For the reasons expressed below, the Court finds that no further response is required by Plaintiff.

Legal Standard

The Federal Rules of Civil Procedure generally allow for broad discovery, authorizing parties to obtain discovery regarding "any non-privileged matter that is relevant to any party's claim or defense." Fed. R. Civ. P. 26(b)(1). Also, "[f]or good cause, the court may order discovery of any matter relevant to the subject matter involved in the action." Id. Relevant information for discovery purposes includes any information "reasonably calculated to lead to the discovery of admissible evidence," and need not be admissible at trial to be discoverable. Id. There is no requirement that the information sought directly relate to a particular issue in the case. Rather, relevance encompasses any matter that "bears on" or could reasonably lead to matter that could bear on, any issue that is or may be presented in the case. Oppenheimer Fund, Inc. v. Sanders, 437 U.S. 340, 354 (1978). District courts have broad discretion to determine relevancy for discovery purposes. See Hallett v. Morgan, 296 F.3d 732, 751 (9th Cir. 2002). Similarly, district courts have broad discretion to limit discovery where the discovery sought is "unreasonably cumulative or duplicative, or can be obtained from some other source that is more convenient, less burdensome, or less expensive." Fed. R. Civ. P. 26(b)(2)(C). Limits also should be imposed where the burden or expense outweighs the likely benefits. Id.

A party may request the production of any document within the scope of Rule 26(b). Fed. R. Civ. P. 34(a). "For each item or category, the response must either state that inspection and related activities will be permitted as requested or state an objection to the request, including the reasons." Id. at 34(b). The responding party is responsible for all items in "the responding party's possession, custody, or control." Id. at 34(a)(1). Actual possession, custody or control is not required. Rather, "[a] party may be ordered to produce a document in the possession of a non-party entity if that party has a legal right to obtain the document or has control over the entity who is in possession of the document. Soto v. City of Concord, 162 F.R.D. 603, 620 (N.D.Cal.1995).


By its terms, RFP No. 5 does not require the disclosure of the services ordered by customers or the pricing of those services. It only requires the production from relevant SLAs of statements in those SLAs regarding network reliability and redundancy, procedures regarding outages, and whether a customer has "protected" service. Other services provided to customers and pricing information for the services ordered is not required by the RFP.

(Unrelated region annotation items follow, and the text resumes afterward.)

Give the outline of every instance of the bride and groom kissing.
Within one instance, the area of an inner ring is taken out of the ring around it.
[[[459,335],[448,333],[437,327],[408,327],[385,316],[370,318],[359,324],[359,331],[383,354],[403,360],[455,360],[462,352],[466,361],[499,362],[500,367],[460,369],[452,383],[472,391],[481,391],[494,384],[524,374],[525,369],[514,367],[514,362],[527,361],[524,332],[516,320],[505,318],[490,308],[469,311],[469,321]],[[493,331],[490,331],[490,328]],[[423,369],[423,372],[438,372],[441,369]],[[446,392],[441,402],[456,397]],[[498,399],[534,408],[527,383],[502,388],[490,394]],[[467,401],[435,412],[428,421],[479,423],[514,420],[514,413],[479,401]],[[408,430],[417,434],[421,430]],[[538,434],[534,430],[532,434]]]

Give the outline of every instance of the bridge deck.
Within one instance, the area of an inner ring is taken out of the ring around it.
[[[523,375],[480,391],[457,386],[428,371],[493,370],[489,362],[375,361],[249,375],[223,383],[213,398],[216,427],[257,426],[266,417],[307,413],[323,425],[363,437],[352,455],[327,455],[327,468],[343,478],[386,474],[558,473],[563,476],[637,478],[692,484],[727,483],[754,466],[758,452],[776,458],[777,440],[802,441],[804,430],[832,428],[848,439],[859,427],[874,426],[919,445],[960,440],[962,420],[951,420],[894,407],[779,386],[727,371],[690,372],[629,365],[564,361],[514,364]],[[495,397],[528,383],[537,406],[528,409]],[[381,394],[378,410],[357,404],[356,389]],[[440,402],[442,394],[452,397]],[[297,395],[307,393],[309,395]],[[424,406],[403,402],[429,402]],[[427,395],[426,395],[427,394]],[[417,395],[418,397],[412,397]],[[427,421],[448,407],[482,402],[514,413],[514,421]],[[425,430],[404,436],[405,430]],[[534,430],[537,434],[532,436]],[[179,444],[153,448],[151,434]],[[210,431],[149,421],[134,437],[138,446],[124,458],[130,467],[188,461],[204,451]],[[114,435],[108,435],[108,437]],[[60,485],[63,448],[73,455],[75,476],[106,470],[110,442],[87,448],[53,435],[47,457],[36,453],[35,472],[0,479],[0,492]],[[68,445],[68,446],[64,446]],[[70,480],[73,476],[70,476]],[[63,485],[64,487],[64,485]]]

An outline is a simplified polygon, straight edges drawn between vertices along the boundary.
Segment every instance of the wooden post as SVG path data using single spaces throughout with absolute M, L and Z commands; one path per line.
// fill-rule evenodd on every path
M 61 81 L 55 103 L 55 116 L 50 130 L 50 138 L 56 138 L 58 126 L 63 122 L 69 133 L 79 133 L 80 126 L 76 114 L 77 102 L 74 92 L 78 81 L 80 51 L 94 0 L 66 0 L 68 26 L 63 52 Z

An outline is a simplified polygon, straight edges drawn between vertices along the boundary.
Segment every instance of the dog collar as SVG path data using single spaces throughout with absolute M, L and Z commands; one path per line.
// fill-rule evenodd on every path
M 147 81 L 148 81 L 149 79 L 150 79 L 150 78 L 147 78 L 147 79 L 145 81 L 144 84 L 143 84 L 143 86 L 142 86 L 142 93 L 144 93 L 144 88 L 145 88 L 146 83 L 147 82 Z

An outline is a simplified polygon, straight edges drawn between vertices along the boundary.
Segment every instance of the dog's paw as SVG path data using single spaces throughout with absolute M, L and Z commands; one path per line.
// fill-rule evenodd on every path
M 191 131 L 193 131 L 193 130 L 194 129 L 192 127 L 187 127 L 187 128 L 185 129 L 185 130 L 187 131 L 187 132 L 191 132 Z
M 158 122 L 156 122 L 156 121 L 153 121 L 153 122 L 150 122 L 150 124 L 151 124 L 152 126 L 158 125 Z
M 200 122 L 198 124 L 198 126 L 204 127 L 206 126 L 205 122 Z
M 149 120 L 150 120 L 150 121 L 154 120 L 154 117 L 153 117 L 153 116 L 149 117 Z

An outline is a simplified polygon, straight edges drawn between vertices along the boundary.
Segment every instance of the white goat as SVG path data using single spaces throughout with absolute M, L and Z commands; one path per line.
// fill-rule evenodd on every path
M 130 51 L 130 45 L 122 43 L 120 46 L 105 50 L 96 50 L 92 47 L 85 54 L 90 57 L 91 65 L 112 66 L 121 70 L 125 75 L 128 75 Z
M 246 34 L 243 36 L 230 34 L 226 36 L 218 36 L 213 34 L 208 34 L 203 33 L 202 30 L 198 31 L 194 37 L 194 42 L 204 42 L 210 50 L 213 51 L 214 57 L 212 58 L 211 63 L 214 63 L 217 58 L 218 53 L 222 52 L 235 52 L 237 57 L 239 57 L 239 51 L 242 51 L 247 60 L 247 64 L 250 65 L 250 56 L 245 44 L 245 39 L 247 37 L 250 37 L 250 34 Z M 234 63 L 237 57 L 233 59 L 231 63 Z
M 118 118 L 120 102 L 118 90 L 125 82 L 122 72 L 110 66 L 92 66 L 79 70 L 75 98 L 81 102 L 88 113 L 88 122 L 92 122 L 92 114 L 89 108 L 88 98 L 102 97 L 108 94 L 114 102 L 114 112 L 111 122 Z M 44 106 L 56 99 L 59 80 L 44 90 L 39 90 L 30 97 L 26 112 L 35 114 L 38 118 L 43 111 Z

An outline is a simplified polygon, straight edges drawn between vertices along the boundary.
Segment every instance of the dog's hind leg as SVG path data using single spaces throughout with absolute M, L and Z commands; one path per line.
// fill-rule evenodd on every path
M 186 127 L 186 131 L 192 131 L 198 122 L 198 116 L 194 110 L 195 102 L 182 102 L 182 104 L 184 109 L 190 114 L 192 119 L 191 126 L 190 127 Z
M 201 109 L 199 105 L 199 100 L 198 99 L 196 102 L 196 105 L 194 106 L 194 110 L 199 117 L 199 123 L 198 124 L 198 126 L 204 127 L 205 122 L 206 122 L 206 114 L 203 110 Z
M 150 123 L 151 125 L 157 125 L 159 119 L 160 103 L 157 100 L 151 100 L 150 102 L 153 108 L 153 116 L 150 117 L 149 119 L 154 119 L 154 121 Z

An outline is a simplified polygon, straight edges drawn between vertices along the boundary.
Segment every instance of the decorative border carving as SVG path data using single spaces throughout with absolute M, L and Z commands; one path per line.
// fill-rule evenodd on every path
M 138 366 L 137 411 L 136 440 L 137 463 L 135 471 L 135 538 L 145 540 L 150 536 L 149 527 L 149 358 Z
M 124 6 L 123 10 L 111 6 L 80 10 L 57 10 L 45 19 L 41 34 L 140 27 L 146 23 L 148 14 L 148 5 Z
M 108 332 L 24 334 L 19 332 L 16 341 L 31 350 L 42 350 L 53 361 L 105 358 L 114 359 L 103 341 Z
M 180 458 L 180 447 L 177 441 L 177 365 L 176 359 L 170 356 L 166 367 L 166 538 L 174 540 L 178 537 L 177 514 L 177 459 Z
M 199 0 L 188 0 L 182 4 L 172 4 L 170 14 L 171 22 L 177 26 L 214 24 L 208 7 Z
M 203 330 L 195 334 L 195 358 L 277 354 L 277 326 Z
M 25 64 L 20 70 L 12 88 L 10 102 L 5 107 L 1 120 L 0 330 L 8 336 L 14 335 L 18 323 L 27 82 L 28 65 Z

While that is a sufficient basis on which to sustain Plaintiff's objection, the Court also agrees with Plaintiff that because it is relying solely upon a theory of loss of use, a theory accepted under California law, whether or not it lost revenue or actually had to rent substitute property is not relevant. (ECF No. 39-1 at 3-5). Defendant's reliance on cases from outside of California and applying the laws of other states is misplaced. Interestingly, one of the cases cited by Defendant actually supports Plaintiff's position. In MCI v. Patriot Engineering & Environmental, Inc., 487 F.Supp.2d 1029 (S.D. Ill. 2007), the court found that value for loss of use of a telecommunications cable is often measured by the reasonable rental value of the property in the market area. Id. at 1035. The court ultimately found that the measure used, which included a one-time fee for a yearly rental, was unreasonable. Id. at 1041.

Defendant also claims that Plaintiff did not live up to its agreement to produce the SLAs for the 39 customers identified as having lost service. Defendant asserts that only 31 were produced. Plaintiff claims that it produced 38 redacted SLAs and could not locate one after a diligent effort. This is sufficient.

Conclusion For the foregoing reasons, Plaintiff's objections to RFP No. 5 are sustained. Plaintiff need not respond further.